1. A client with schizophrenia who is experiencing a psychotic episode
2. A client with acute narrow-angle glaucoma
3. A client who is intoxicated with alcohol
4. A client who takes a sustained serotonin reuptake inhibitor for depression
5. A client who has peptic ulcer disease
1,2,3
Benzodiazepines would be contraindicated in clients with psychosis , acute narrow-angle glaucoma and acute alcohol intoxication. There is no contraindication for clients with depression or peptic ulcer disease.
Which physiological conditions are common triggers for the development of cardiac arrhythmias? Select all that apply.
1. Respiratory distress
2. Potassium imbalance
3. Decreased blood volume
4. Metabolic acidosis
5. Faulty sinoatrial (SA) node
1,2,4,5
Electrolyte disturbances, decreases in the oxygen delivered to the cells, structural damage in the conduction pathway, drug effects, acidosis, or the accumulation of waste products can trigger arrhythmias. A decrease in blood volume results in hypotension and ultimate cardiac arrest.

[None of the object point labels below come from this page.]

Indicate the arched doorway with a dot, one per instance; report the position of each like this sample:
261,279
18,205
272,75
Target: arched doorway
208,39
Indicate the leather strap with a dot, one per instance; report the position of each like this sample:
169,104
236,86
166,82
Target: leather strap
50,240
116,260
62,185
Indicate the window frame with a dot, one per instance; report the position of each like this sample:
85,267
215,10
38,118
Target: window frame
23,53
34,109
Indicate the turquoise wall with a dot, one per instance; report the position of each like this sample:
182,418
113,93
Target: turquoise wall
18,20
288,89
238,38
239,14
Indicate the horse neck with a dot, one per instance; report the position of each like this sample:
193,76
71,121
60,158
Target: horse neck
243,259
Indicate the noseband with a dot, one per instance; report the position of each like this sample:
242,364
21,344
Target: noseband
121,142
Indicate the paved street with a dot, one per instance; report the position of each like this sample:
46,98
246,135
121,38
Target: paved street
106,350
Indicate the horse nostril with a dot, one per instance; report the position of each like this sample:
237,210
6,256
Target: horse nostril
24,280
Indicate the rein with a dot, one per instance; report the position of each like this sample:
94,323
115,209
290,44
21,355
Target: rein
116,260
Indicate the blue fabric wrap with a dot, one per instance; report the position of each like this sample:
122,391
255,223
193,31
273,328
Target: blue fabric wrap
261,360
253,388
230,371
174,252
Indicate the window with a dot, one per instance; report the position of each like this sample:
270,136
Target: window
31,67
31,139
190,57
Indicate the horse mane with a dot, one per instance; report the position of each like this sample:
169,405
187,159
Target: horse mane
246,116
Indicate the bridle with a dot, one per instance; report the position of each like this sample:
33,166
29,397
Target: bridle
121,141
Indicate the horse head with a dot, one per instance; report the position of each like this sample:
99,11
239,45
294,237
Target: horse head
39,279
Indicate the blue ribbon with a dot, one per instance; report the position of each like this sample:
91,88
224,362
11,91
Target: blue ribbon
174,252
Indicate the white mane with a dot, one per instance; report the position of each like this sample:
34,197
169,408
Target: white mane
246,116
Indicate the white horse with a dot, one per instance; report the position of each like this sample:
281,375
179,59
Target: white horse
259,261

Prior to administering an anti-anginal drug, what should the nurse assess the client for? Select all that apply.
1. Pain
2. Physical appearance
3. Lung function
4. Heart function
5. Vital signs
1,2,3,4,5
Client pre-assessment for anti-anginal drugs should include a thorough pain assessment, history of medication allergies and disease processes, assessment of physical appearance, auscultating the lungs for adventitious sounds, a cardiac evaluation to establish a baseline electrocardiogram, and obtaining vital signs.
A client has been prescribed a growth hormone antagonist. The nurse should educate the client to the importance of which regularly scheduled diagnostic lab test? Select all that apply.
1. thyroid function
2. glucose tolerance
3. complete blood count (CBC)
4. growth hormone levels
5. serum sodium levels
1,2,4
Monitor thyroid function, glucose tolerance, and GH levels periodically to detect problems and to institute treatment as needed. Neither CBC or sodium levels are routinely monitored while on a growth hormone antagonist.